Okay, so the basis of my experiment is the scone recipe below:

2 cups flour
2 tbls sugar
1/4 tsp salt
1/2 cup butter
3/4 cup milk
1 egg

My plan was to substitute splenda for the sugar, unsweetened applesauce for the butter, buttermilk for milk, and add cornstarch to help control the gluten.

I felt pretty good as I started to mix the dry ingredients. I mean that was easy. I just followed the recipe and decided to start with 1 tbls of cornstarch to start. It seemed, from my little bit of experience, to be a good, safe amount.

Next was the applesauce. I had no idea how much applesauce to use in place of butter. I read the one article on TLC about low fat baking and the upshot was there is no magic formula. You just have to experiment. So, I decided to add 1 tbls of appleasauce at a time until I got the desired consistency of small crumbs. 10 tbls, or 1 cup+2 tbls of appleasauce, later I got the consistency I thought I was looking for. Plus, it smelled alright, and when I took a small bite of the nascent dough, it tasted alright.

Next came the wet ingredients -- or where things started to go wrong. I mixed 1 whole egg, with 3/4 cup buttermilk. That's right, I decided to do a 1:1 substitution for the buttermilk. I figured that I wanted to keep the moisture content the same between the recipes, I certainly wouldn't want more buttermilk than milk, and it just seemed like a good place to start. So, I mixed the egg and the milk together and mixed into the "dry" ingredients.

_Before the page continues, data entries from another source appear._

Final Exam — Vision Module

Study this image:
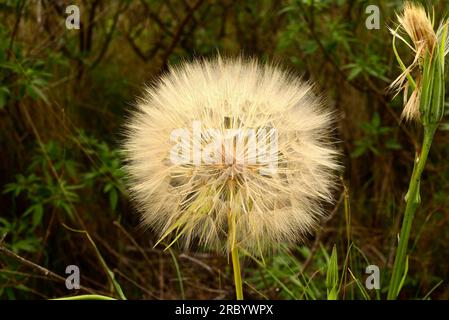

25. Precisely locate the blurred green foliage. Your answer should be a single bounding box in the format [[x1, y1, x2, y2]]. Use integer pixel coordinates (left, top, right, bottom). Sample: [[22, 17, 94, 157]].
[[0, 0, 449, 299]]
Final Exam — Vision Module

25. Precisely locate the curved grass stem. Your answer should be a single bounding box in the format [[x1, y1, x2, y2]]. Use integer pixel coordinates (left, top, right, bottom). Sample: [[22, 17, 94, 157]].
[[231, 246, 243, 300], [387, 124, 437, 300]]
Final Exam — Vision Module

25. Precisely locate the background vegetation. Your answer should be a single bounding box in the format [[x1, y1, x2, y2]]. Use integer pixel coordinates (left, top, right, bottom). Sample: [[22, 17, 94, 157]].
[[0, 0, 449, 299]]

The ingredients mixed very well together. Only what was in the bowl wasn't a dough. It was batter. I had created a lower calorie, lower fat, better for me recipe for some kind of batter. Which would be fine, but not my goal. My goal was to have a dough for a quick bread that would bake into a scone. So, at this point I had two choices. I could try and fix this or I could cut my losses now and create some kind of muffin? cake? cookie? This was an easy choice. I wanted scones with my tea and darn it I was going to do my best to get them.

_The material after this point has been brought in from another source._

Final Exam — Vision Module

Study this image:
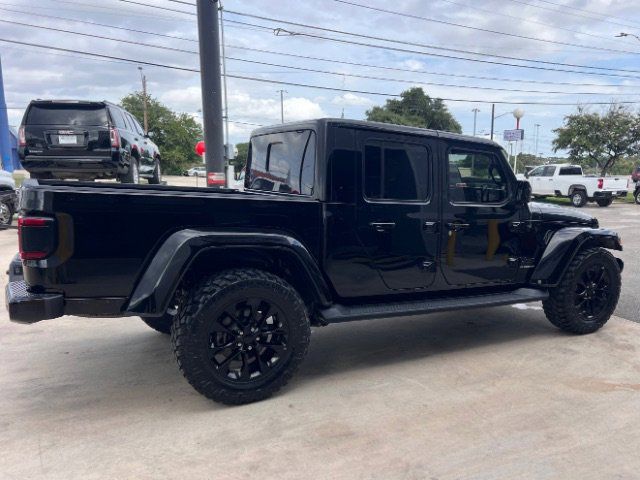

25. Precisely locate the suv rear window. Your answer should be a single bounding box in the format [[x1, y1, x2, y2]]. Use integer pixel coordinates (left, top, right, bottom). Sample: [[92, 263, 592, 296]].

So, instead of looking at the batter in the bowl as batter, I looked at it as too moist dough. As far as I know there was only one thing to do: add more flour and corn starch. A lot more four and corn starch. 2 tbls at a time I added flour to the batter. After adding 4 tbls I stopped with the that and added 2 tbls of cornstarch. The result? Well it was less batter-ish and more dough-ish, but still nothing I could turn onto the counter and knead. I went back to the flour. After adding a full cup of flour I had a less wet doug, not quite dry, glutinous stuff and I thought maybe I can knead this. This is where things went terribly wrong

I laid a piece of parchment paper covered with a little flour on my counter. I turned my sorta dough out onto it. I placed my freshly washed hands onto my "dough" to kneed and quickly realized that wasn't going to happen. Yes the batter/dough was more firm and stickng together wonderfully, there was no kneading this.

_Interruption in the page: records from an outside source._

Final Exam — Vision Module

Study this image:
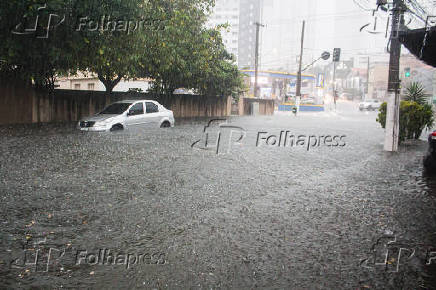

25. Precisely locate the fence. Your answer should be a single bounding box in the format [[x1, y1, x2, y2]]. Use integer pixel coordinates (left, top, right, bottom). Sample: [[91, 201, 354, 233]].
[[0, 85, 231, 124]]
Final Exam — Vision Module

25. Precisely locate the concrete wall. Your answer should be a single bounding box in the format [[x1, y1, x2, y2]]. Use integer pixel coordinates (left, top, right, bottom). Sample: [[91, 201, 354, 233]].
[[0, 85, 231, 124], [239, 98, 274, 116]]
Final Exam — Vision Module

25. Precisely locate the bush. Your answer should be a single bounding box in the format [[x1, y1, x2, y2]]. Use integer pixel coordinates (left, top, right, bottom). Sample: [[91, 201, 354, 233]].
[[377, 101, 434, 142]]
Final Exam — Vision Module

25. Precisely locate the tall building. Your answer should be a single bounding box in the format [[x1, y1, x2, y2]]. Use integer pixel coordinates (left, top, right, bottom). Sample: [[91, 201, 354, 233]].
[[207, 0, 240, 59], [238, 0, 263, 69]]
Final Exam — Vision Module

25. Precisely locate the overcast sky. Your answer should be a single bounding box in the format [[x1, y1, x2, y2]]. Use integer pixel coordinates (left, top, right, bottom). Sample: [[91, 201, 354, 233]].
[[261, 0, 400, 69]]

My heart sank. Honestly in that moment I thought I had a complete mess on my hands, literally. It was all stuck to my hands. And again I was faced with a few choices. I could try adding more flour, but i was pretty sure that would mean needing more of other things, too. And I didn;'t even know how to begin to approach that problem. Or I could throw the whole thing away. That seemed like a waste. Option three bake it. Stick it in the oven and see what happens. I chose three.

When I was kid i used to make drop biscuits. I thought maybe these could be drop scones. I grabbed two spoons and started plopping -- my batter? my dough? -- whatever you want to call it onto parchment lined pans. I placed them in a pre-heated 375 degree oven and to see what would come out.

15 minutes later I opened the oven and found round, browned, bread like things. I put my creation on cooling racks and they smelled okay, but it wasn't scones. Scones should be a little crumbly, tender. Whatever I pulled out of the oven were none of those things. In fact, it reminded me of a deflated dinner roll.